I have been tinkering with BSP trees for a while now and am also playing with threads. When adding a triangle to a BSP tree, an opportunity arises to create a new thread for the purposes of processing data in parallel.
insert(triangle, bspnode) { .... else if(triangle spans bspnode) { (frontpiece, backpiece) = plane_split(triangle, bspnode) insert(frontpiece, bspnode.front) insert(backpiece, bspnode.back) } .... }
The two insert operations above could be executed by two threads, and since they do not modify the same data, cheap synchronization can be used.
insert(triangle, bspnode) { .... else if(triangle spans bspnode) { (frontpiece, backpiece) = split(triangle, bspnode) handle = beginthread(insert(backpiece, bspnode.front)) insert(frontpiece, bspnode.back) if(handle) { waitforthread(handle) } else { insert(backpiece, bspnode.front) } } .... }
This new method attempts to create a thread to complete the operation in parallel, but should not fail if the thread cannot be created (it will simply revert to the original algorithm).
Is this a sound programming practice, or am I using threads improperly?
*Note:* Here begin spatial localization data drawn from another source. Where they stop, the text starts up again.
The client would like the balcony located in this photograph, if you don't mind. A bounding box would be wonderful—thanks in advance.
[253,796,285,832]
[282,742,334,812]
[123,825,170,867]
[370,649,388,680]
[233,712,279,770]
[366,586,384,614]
I have not been able to find any literature on this technique. I like that it tends to use my CPU to its fullest (2 cores), and would theoretically scale to any number of processors available. I don’t like that it might be horribly wasteful on CPU and memory.
Threads are great if some part of the processing is waiting on something external (user input, I/O, some other processing) – the thread that’s waiting can continue to wait, while a thread that isn’t waiting forges on ahead.
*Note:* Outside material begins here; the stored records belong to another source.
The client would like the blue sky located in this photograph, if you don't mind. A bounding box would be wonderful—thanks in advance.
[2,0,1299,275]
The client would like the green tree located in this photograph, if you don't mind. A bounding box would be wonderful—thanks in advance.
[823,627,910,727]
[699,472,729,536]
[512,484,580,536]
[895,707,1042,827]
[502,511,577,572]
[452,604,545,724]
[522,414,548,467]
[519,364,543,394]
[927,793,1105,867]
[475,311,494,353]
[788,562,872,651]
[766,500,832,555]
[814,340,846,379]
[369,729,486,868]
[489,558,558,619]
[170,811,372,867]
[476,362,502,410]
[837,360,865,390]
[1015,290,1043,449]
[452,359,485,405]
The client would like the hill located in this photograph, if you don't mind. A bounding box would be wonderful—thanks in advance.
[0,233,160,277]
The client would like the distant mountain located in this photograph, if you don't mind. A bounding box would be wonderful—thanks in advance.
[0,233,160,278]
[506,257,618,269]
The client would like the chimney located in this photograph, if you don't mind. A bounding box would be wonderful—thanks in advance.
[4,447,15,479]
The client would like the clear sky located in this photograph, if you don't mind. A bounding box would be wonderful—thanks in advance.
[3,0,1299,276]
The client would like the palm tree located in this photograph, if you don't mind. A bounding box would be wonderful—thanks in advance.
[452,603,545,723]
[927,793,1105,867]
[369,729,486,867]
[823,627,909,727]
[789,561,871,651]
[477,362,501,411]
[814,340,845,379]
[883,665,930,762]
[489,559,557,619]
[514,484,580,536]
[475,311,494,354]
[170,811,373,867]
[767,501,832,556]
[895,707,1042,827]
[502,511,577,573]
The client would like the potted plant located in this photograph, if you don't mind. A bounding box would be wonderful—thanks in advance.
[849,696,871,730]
However, for processing-intensive tasks, more threads than processors actually creates overhead. It seems like your threads are doing all ‘CPU work’, so I’d stick to one thread per core – test to find the optimal number, though.
The biggest overhead created is from context switching (freezing one thread and loading the execution context of the next one), as well as cache misses when threads are doing tasks with different memory (if your thread can use the CPU cache effectively).